Voici comment on se retrouve aujourd’hui devant l’improbable Amoureux de ma femme, l’acteur-réalisateur renouvelant le pari dangereux qu’un succès établi est la meilleure planche de salut pour un succès espéré. Le film est, en effet, l’adaptation d’une comédie théâtrale – L’Envers du décor, de Florian Zeller – mise en scène et interprétée par Daniel Auteuil en 2016. Le dispositif, façon Dîner de cons, est simple : deux couples face à face le temps d’un repas dans un appartement bourgeois parisien. Il y a là Daniel (Daniel Auteuil), sémillant sexagénaire, sa femme, Isabelle (Sandrine Kiberlain), qui ne le fait plus rêver, son truculent ami Patrick (Gérard Depardieu) et sa nouvelle et accorte petite amie espagnole, Emma (Adriana Ugarte), qui lui rend la moitié de son âge. Les attendus de cette réunion sont hasardeux. Patrick, qui était en couple avec la meilleure amie de la femme de Daniel, s’est logiquement éloigné du couple. Se croisant inopinément dans la rue, les deux hommes conviennent qu’il est temps de se revoir, d’autant que Patrick tient à présenter sa nouvelle amie au couple.
Archaïsme phallocratique
Peinant à convaincre sa femme de l’opportunité d’un tel dîner, Daniel la joue ultra-fine face à l’hostilité de son épouse et finit par obtenir gain de cause. Encore ne pensait-il pas particulièrement à mal. Mais l’apparition en chair et en os de la jeune bombe ibérique à la chute de reins altière et aux yeux de velours va proprement lui mettre cul par-dessus tête durant le dîner. Sur un argument aussi ténu et remâché que celui-ci, pour ne rien dire de l’archaïsme phallocratique du propos qui ne tombe pas franchement à pic, il faut reconnaître au réalisateur le mérite d’avoir tenté une échappatoire dramaturgique. Ainsi, à la simplicité carrée du dispositif original, il brode une construction narrative plus incertaine et complexe, qui donne comme réelles toutes les embardées fantasmatiques qu’inspire à Daniel la vision de sa belle voisine de table (façon, cette fois-ci, Le Magnifique, de Philippe de Broca).

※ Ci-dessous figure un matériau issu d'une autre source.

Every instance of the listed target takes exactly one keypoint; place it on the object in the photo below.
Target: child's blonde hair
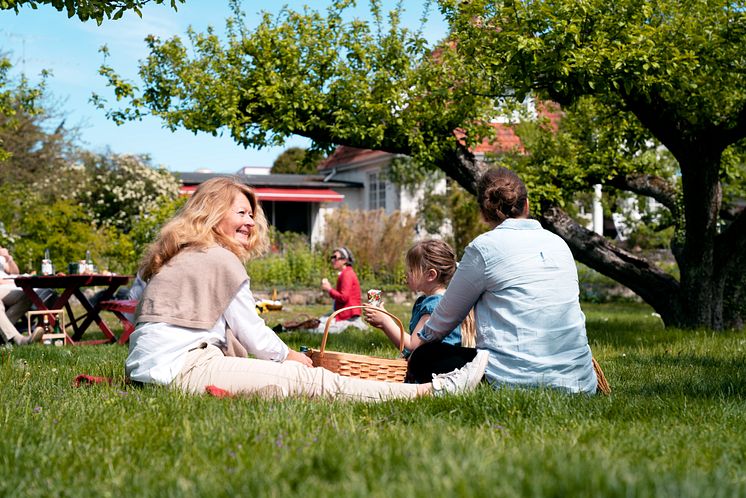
(437, 255)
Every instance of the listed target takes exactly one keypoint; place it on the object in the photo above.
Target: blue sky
(47, 39)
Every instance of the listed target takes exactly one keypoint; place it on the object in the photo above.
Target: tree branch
(652, 284)
(651, 186)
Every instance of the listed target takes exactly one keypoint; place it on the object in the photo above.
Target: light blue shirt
(523, 283)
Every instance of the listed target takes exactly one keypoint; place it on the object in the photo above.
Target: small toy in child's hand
(374, 297)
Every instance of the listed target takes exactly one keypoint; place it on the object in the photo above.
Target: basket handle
(336, 312)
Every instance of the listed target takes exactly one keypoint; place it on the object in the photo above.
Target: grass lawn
(673, 426)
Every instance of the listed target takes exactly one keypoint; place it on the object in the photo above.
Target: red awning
(286, 194)
(298, 194)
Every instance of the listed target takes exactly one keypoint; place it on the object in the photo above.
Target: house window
(377, 191)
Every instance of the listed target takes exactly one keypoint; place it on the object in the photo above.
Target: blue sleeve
(467, 285)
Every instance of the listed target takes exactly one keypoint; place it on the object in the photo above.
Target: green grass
(674, 426)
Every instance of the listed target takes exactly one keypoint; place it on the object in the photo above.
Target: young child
(430, 266)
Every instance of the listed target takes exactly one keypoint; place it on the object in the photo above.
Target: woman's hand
(299, 357)
(375, 317)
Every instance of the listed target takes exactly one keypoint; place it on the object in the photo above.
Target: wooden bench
(119, 307)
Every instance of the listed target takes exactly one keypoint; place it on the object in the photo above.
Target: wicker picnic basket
(357, 365)
(602, 385)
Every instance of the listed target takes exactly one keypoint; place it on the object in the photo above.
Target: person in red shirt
(346, 293)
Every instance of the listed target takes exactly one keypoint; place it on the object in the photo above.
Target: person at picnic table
(13, 304)
(345, 294)
(523, 284)
(197, 297)
(430, 266)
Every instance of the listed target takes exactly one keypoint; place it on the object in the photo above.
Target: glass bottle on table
(57, 332)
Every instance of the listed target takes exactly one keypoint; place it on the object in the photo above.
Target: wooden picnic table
(72, 285)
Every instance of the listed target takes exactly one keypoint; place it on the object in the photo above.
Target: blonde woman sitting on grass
(197, 297)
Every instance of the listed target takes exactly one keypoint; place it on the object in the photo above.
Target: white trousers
(208, 366)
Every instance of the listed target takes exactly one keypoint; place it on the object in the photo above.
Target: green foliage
(519, 442)
(88, 9)
(291, 264)
(297, 160)
(31, 226)
(26, 149)
(332, 77)
(119, 189)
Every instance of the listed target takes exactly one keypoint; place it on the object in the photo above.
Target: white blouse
(157, 350)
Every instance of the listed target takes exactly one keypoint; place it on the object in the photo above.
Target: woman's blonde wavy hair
(195, 226)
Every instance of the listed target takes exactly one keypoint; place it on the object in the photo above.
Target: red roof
(504, 140)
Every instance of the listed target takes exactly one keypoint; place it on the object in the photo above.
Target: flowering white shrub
(118, 190)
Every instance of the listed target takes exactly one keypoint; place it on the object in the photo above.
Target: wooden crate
(51, 338)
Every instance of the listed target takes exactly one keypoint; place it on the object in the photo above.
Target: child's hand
(375, 317)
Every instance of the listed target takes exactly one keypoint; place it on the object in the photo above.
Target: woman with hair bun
(523, 283)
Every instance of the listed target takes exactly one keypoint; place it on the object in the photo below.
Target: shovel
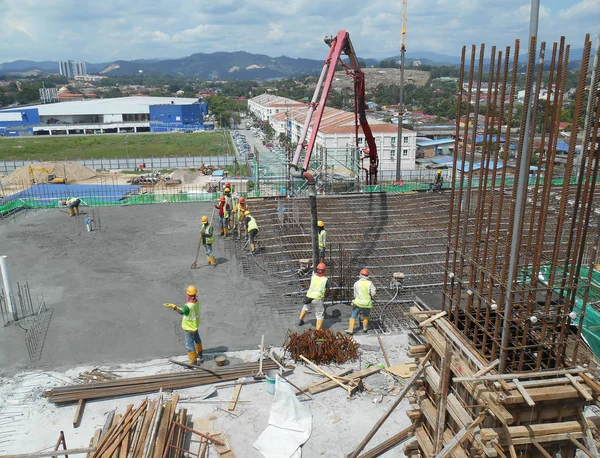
(195, 263)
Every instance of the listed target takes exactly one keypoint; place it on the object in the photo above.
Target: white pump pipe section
(8, 291)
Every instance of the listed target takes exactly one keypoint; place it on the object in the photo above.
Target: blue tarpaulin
(48, 193)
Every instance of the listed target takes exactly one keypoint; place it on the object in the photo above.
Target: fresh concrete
(107, 287)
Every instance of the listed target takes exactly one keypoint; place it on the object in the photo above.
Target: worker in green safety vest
(208, 238)
(319, 285)
(364, 292)
(322, 240)
(190, 321)
(252, 230)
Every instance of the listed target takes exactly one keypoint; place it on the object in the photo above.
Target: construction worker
(239, 211)
(319, 285)
(224, 210)
(190, 321)
(229, 200)
(72, 205)
(437, 183)
(364, 292)
(252, 228)
(322, 240)
(208, 238)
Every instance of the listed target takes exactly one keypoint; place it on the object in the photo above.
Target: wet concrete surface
(107, 287)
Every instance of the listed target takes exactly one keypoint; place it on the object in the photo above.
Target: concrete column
(8, 291)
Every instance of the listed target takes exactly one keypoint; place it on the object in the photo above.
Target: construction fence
(156, 163)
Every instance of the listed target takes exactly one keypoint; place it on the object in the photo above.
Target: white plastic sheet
(290, 425)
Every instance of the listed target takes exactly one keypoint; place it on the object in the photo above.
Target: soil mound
(73, 171)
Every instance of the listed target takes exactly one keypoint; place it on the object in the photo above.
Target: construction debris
(321, 347)
(141, 385)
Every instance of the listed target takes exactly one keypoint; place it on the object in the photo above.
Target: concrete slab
(107, 287)
(28, 422)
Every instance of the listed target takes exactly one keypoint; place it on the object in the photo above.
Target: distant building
(266, 105)
(71, 68)
(119, 115)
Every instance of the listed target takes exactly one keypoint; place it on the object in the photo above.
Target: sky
(108, 30)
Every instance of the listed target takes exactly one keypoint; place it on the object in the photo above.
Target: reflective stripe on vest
(191, 321)
(252, 223)
(363, 298)
(322, 239)
(317, 288)
(210, 235)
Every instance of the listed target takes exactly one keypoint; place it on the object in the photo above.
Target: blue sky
(106, 30)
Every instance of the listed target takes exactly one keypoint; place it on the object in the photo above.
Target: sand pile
(72, 170)
(184, 175)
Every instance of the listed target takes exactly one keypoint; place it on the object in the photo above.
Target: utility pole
(401, 101)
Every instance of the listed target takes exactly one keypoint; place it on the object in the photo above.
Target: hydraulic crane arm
(338, 46)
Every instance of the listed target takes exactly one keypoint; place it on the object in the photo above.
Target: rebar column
(521, 190)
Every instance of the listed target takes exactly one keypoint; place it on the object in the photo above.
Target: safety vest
(240, 212)
(317, 288)
(191, 321)
(252, 223)
(208, 232)
(363, 298)
(322, 236)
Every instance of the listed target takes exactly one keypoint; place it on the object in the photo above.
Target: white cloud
(122, 29)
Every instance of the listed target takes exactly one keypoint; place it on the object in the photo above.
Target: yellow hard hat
(191, 291)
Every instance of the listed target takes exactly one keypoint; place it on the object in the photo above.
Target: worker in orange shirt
(224, 210)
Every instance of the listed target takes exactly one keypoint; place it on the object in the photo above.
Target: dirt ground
(339, 424)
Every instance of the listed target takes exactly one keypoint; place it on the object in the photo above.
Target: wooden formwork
(462, 407)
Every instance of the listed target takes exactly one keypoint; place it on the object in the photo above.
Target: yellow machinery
(52, 178)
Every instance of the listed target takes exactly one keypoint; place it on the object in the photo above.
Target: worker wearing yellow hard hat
(190, 322)
(322, 240)
(252, 228)
(229, 200)
(208, 238)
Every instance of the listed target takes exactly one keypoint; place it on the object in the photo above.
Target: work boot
(199, 352)
(302, 316)
(351, 326)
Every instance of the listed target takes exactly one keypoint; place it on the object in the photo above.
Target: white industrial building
(337, 131)
(266, 105)
(124, 114)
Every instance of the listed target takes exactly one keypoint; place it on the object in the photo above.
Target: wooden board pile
(462, 407)
(154, 383)
(154, 429)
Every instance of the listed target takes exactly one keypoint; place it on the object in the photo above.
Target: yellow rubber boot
(351, 326)
(199, 352)
(302, 316)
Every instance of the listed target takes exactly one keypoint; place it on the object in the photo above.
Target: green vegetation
(114, 146)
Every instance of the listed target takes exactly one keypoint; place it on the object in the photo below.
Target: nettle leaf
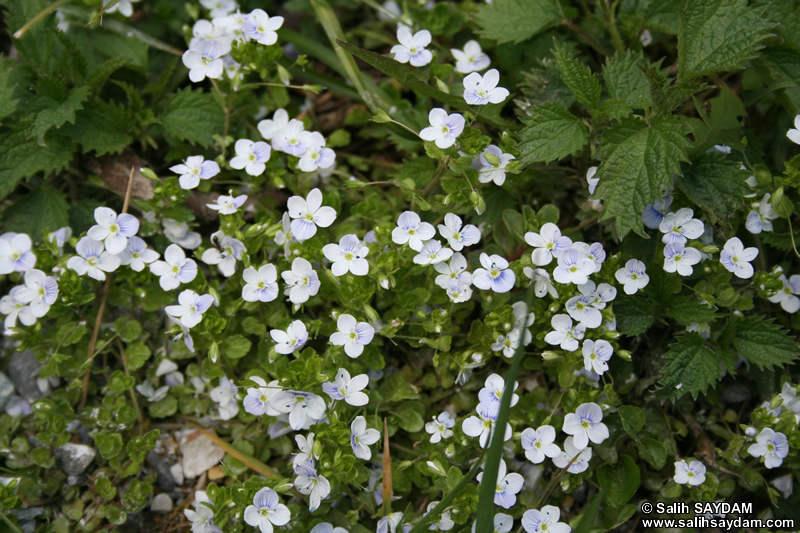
(716, 184)
(21, 157)
(718, 35)
(577, 76)
(692, 368)
(637, 159)
(193, 116)
(626, 81)
(516, 20)
(551, 133)
(761, 341)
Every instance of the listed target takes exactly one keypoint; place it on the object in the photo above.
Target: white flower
(193, 170)
(15, 253)
(362, 438)
(507, 486)
(441, 427)
(761, 219)
(312, 484)
(483, 425)
(204, 59)
(541, 282)
(546, 519)
(270, 128)
(482, 90)
(472, 59)
(93, 260)
(794, 134)
(309, 213)
(596, 355)
(457, 236)
(787, 296)
(586, 424)
(410, 229)
(577, 459)
(678, 258)
(288, 341)
(573, 267)
(251, 156)
(539, 443)
(228, 205)
(261, 285)
(175, 269)
(301, 281)
(548, 243)
(443, 129)
(412, 47)
(113, 230)
(432, 253)
(564, 334)
(736, 258)
(693, 473)
(266, 511)
(492, 164)
(348, 389)
(316, 155)
(679, 227)
(770, 445)
(39, 292)
(301, 406)
(347, 256)
(137, 254)
(261, 28)
(633, 276)
(190, 308)
(494, 275)
(493, 389)
(225, 255)
(352, 335)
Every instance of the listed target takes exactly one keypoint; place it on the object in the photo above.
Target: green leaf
(626, 81)
(715, 184)
(103, 127)
(761, 341)
(21, 157)
(551, 133)
(49, 113)
(43, 209)
(717, 35)
(692, 368)
(577, 76)
(637, 159)
(516, 20)
(620, 481)
(193, 116)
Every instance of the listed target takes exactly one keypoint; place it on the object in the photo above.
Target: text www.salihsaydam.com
(725, 524)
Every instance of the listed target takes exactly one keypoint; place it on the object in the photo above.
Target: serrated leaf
(717, 35)
(193, 116)
(21, 157)
(692, 368)
(40, 210)
(49, 114)
(516, 20)
(716, 184)
(103, 128)
(762, 342)
(577, 77)
(637, 159)
(551, 132)
(626, 81)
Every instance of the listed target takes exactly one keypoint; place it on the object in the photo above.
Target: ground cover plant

But du jeu : finir par faire douter le spectateur, à chaque strate d’imaginaire qui s’intercale sans transition dans ce dîner, du registre où il se trouve exactement. Les insertions sont si nombreuses qu’on est de fait trompé à maintes reprises. Plus fondamentalement, toutefois, ces échappées oniriques sur le thème du démon de midi n’étant pas elles-mêmes d’une folle originalité, on se prend à s’y ennuyer aussi ferme qu’aux lignes de dialogues lourdement équivoques et aux tirades appuyées du dîner. On ne rangera donc pas ce film parmi les exemples de réussite que compte l’art délicat de la comédie sentimentale.